At a conference being held in Grenoble, France, experts presented a set of papers which appear to indicate that an announcement on the discovery of the Higgs boson is imminent. There is however no way to tell for sure, so only time will tell, analysts believe.

The optimism sweeping through scientists comes from the Large Hadron Collider (LHC), massive particle accelerator the European organization for Nuclear Research (CERN) operates underneath the French-Swiss border, near Geneva.

Three main experiments and numerous secondary ones are installed in the facility’s 27-kilometere-long tunnels, and all of them collect readings as either protons or heavy lead nuclei are being slammed against each other from opposite directions at high energy levels.

The LHC is capable of accelerating each of its two beams to 7 teraelectronvolts (TeV), for a total output of 14 TeV. Theoretically, this should put its operations well within the range proposed for the Higgs boson by the Standard Model of Particle Physics.
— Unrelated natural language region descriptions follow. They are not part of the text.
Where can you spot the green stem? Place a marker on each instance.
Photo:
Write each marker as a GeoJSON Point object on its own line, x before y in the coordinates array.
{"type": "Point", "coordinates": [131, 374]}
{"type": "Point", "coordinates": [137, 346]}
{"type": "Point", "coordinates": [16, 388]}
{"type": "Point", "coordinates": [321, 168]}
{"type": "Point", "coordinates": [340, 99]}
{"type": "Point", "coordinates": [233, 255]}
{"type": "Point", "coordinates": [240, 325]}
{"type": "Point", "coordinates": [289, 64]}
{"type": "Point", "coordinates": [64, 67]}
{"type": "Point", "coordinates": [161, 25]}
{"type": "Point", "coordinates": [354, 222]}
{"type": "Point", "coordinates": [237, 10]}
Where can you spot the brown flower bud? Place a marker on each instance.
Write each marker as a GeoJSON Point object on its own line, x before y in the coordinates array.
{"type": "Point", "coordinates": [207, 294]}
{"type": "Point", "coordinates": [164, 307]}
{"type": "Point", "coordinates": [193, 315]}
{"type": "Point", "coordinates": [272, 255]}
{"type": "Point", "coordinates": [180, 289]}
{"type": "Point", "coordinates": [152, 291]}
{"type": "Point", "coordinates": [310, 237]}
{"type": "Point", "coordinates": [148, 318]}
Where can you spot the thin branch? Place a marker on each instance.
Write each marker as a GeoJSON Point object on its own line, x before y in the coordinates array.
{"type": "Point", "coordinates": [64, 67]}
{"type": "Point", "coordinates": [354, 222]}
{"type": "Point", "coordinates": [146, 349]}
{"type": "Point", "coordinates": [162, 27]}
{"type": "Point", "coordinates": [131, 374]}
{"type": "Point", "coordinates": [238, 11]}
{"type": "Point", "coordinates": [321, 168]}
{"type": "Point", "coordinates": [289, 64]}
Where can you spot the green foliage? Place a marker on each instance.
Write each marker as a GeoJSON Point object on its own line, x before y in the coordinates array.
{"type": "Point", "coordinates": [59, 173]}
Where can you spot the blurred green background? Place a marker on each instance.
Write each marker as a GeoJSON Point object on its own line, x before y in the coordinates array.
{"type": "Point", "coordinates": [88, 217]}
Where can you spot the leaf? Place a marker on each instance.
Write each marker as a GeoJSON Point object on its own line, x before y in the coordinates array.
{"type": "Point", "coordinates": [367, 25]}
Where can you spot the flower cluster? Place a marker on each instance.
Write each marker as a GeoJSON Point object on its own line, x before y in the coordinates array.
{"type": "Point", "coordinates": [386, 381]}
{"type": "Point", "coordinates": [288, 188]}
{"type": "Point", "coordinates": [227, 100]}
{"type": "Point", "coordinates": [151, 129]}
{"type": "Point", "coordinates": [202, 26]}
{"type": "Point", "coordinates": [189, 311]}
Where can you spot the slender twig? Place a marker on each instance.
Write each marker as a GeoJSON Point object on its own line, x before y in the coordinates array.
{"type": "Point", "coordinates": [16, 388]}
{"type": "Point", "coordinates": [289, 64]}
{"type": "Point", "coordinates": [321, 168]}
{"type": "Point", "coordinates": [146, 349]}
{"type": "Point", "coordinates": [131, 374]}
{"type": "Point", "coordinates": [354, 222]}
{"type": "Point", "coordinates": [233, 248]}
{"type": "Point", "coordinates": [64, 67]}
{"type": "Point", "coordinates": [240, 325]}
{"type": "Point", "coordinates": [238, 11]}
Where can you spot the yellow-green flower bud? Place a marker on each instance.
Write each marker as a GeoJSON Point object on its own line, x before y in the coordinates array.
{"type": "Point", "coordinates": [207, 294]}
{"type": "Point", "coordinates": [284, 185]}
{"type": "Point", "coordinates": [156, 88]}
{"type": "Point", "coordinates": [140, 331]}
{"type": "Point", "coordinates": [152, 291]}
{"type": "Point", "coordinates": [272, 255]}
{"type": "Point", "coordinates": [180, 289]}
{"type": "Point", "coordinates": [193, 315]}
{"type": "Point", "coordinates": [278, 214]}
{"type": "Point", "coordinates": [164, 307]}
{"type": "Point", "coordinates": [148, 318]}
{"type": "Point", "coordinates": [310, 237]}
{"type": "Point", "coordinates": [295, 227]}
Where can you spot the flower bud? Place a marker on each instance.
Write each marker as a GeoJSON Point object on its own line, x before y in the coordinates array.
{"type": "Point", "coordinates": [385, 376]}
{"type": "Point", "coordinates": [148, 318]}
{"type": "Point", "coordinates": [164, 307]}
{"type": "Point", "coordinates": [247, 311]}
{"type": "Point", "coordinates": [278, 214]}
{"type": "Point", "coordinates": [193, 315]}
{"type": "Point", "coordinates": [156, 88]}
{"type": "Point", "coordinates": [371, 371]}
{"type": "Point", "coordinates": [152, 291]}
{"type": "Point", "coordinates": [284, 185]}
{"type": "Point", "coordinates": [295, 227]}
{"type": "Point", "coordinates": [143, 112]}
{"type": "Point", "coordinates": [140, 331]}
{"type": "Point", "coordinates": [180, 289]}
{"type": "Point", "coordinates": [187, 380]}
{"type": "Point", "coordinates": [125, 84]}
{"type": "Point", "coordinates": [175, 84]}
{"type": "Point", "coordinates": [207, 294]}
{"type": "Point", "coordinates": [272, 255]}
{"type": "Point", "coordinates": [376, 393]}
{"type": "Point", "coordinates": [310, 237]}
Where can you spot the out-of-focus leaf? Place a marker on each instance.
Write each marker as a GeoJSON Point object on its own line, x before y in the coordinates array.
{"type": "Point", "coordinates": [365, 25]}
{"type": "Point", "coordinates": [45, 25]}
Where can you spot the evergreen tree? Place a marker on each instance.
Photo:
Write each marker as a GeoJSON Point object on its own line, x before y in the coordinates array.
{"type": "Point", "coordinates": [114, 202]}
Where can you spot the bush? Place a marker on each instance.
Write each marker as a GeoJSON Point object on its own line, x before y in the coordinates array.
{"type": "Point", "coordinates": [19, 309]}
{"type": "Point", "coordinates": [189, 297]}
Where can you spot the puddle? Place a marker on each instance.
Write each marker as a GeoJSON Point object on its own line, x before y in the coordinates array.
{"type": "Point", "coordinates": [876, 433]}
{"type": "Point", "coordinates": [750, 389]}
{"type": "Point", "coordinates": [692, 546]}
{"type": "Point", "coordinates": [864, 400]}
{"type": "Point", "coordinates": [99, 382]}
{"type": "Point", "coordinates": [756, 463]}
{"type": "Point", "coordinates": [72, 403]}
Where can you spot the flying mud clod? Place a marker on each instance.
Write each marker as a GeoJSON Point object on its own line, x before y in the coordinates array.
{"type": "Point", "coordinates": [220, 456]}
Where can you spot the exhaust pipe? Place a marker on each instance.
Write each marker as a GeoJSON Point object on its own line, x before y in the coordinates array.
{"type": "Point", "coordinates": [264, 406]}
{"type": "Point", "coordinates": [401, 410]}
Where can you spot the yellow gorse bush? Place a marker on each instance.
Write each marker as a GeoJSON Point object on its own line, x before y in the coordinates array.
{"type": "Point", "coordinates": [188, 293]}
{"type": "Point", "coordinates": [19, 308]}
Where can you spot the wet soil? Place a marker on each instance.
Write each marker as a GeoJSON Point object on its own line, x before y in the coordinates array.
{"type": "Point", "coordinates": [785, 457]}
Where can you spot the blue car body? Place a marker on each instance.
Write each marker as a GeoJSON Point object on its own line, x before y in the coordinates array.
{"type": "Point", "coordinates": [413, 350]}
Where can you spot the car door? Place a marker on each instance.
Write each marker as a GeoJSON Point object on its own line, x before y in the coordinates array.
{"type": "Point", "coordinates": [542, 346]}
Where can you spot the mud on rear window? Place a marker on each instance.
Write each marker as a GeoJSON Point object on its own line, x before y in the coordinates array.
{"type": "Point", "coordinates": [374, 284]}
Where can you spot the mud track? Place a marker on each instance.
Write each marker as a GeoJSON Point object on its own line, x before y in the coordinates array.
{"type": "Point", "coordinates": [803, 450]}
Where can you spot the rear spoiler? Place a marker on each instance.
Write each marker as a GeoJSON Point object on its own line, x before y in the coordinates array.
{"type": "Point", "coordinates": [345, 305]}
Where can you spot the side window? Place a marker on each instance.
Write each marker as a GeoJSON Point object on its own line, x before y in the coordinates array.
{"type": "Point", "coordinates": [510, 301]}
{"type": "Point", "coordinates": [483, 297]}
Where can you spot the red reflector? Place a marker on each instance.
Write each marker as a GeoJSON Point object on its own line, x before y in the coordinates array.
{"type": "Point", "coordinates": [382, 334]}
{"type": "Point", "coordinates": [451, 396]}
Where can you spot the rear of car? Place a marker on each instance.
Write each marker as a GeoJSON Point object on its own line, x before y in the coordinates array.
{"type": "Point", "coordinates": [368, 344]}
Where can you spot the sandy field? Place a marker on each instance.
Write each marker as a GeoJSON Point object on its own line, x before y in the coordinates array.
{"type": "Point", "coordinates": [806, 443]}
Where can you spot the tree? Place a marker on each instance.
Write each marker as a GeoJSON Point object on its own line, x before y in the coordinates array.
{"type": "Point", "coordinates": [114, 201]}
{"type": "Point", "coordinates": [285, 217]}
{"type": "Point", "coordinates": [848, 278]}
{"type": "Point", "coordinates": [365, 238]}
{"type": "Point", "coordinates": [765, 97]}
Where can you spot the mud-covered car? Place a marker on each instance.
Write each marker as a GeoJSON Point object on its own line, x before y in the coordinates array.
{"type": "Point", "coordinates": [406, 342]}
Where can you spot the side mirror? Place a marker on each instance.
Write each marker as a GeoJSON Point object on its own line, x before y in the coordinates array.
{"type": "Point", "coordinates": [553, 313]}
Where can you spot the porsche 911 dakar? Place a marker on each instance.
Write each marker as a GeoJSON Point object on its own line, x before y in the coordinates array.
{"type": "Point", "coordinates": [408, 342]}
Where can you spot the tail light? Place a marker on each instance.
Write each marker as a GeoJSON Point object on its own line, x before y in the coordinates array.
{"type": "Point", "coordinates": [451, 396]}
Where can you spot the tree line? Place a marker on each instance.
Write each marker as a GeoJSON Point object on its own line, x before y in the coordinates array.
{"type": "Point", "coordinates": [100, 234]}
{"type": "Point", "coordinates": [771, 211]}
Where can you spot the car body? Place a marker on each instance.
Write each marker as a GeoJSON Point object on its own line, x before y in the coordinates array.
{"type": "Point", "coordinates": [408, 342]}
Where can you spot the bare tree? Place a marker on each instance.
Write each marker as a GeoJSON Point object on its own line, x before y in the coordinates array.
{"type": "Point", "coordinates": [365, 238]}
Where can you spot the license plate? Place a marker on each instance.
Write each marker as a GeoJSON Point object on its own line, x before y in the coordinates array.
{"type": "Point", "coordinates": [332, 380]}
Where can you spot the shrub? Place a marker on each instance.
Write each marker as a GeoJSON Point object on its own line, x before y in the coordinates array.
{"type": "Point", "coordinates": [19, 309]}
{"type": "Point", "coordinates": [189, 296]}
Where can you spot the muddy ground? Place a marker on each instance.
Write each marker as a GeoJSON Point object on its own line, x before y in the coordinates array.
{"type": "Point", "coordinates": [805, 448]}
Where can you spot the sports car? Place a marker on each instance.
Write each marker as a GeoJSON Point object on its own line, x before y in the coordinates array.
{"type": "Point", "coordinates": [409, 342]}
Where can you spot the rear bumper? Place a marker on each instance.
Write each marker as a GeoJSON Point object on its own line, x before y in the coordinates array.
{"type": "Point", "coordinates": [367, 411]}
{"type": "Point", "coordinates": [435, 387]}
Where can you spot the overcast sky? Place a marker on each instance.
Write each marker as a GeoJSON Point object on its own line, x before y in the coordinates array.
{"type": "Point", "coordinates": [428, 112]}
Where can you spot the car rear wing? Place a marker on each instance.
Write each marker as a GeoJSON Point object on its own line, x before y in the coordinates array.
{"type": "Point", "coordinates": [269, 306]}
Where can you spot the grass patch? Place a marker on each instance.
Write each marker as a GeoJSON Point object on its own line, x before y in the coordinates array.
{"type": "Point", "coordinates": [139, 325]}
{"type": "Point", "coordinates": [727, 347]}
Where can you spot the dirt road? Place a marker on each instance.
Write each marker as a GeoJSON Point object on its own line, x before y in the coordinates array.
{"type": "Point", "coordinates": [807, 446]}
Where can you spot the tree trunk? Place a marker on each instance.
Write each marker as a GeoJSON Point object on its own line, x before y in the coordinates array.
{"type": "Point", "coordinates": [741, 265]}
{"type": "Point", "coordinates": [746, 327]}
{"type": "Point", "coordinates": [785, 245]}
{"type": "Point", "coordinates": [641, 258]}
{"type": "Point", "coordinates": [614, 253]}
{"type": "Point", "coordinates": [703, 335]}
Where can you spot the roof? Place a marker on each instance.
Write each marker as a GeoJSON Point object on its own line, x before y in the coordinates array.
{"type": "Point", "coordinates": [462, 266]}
Over the past few months, collisions conducted in this facility have resulted in several blips, anomalies in the data that researchers cannot really explain. Some of these weird information may hold clues to the existence of the Higgs boson, researchers say.

Two new papers on these odd spikes were presented at the International Europhysics Conference on High-Energy Physics. Their results, combined with a memo that leaked from CERN in April, got people excited that an announcement on the discovery of the Higgs is forthcoming.

The Standard Model proposes a mass between 114 and 185 gigaelectronvolts (GeV) for the Higgs. The two new papers – each from a different experiment – show spikes in this energy range, though different scientific instruments were used, Space reports.

“Discovery or exclusion of the Higgs particle, as predicted by the Standard Model, is getting ever closer,” a statement from the CERN Director for Research and Scientific Computing, Sergio Bertolucci, says.

“Both occurrences will be great news for physics, the former allowing us to start the detailed study of the Higgs particle, the latter being the first proof of the incompleteness of the Standard Model, requiring new phenomena to be happening within the reach of the LHC,” he adds.